Long time lurker, finally member.

Inherited a snowblower from my father a couple years ago after using it for many years at my parents house.

Long and short the model number is 317E664G525 (10/28). I am looking to see if there are any parts/rebuild kits available. I am located in the Northeast and meant to rebuild this past summer but never got the time. 

It starts right up and runs great and does a heck of a job. However, need to get a pull cord and it also makes noise (grinding) when off and pushing forward or reverse...almost like there is a bold or two missing in the gear box..

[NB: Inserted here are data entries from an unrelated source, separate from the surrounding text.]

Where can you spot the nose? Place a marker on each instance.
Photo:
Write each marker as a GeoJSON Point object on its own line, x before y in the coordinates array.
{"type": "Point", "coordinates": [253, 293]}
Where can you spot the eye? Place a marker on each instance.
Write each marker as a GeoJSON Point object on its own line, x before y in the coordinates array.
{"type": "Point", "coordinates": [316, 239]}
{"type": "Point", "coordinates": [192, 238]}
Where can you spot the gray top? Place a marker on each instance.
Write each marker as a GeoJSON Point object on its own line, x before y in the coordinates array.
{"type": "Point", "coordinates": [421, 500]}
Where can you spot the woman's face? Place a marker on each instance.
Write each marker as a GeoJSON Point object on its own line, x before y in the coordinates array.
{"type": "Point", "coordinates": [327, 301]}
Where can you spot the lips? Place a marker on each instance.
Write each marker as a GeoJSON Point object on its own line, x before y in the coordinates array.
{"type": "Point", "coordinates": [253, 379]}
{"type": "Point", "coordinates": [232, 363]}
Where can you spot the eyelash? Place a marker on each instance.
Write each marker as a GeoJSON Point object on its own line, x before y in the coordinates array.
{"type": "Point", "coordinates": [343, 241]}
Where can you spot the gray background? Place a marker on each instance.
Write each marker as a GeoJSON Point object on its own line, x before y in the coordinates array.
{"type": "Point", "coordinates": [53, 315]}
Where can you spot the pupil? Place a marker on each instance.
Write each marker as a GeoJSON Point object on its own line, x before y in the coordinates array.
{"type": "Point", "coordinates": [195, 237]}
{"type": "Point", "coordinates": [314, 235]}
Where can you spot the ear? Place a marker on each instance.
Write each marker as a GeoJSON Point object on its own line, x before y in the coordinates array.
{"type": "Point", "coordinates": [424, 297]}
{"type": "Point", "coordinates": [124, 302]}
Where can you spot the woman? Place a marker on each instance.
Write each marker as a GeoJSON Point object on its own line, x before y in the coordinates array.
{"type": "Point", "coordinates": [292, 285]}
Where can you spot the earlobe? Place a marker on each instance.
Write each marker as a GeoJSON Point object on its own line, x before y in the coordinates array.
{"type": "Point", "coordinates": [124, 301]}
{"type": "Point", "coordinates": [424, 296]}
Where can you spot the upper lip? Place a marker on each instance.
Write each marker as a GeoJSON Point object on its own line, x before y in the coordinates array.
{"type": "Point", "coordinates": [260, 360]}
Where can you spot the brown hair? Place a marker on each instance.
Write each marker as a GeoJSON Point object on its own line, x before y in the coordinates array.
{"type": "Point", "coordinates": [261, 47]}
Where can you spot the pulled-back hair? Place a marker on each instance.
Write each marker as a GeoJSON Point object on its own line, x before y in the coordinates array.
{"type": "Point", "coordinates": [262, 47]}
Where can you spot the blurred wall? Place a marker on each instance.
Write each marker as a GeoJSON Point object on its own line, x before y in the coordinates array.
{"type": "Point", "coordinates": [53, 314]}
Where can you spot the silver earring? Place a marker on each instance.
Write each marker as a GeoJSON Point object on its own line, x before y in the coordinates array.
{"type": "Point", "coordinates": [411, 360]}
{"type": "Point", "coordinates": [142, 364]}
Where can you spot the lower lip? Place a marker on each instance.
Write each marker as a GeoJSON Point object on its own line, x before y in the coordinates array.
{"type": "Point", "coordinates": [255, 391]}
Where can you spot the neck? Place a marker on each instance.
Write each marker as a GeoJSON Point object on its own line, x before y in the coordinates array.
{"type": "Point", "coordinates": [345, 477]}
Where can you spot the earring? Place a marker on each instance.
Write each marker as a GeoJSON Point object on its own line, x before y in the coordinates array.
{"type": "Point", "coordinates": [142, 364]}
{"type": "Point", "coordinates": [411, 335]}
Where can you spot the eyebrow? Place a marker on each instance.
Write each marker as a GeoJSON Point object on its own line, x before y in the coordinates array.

Just wanted to see if anyone had any information as to how to get parts/possible reason for noise.

Not sure I can post photos..

Any input is very much appreciated!!

J


----------



## Jackmels (Feb 18, 2013)

Grinding noise sounds like a worn friction wheel. If you give your location, someone local might have a recoil available. GL.


----------



## e.fisher26 (Nov 6, 2016)

Online companies like ereplacments.com will have a lot of parts for MTD. Just need model number. I'm guessing u need a friction wheel with the rubber, if the drive plate is too chewd up now u may also have to replace that 


Sent from my iPhone using Tapatalk


----------



## 69ariens (Jan 29, 2011)

Any local dealer should have parts for the engine .You just need to get the ser# and model # off the engine. To check friction wheel tilt blower up and take the cover off under the engine. A lot of brands use the same friction wheel so a dealer could match it up with another brand.


----------



## Dauntae (Nov 10, 2016)

Sounds like friction disk, Real easy to do. A lot of vids on you tube on the how to. What part of Ma are you in, if your close I could give you a hand, Just went through cleaning mine a few weeks ago. As for the pull cord, Depending on which one it has, I ordered the wrong one for a different machine that may fit yours, Or if it's just the cord that can be easily changed on the cheap. I have a 100' roll I keep just for doing that.


----------



## e.fisher26 (Nov 6, 2016)

You guys in ma? What towns?


-efisher-


----------



## Dauntae (Nov 10, 2016)

I'm in New Bedford almost on the freetown line


----------



## e.fisher26 (Nov 6, 2016)

Leominster here.. 


-efisher-


----------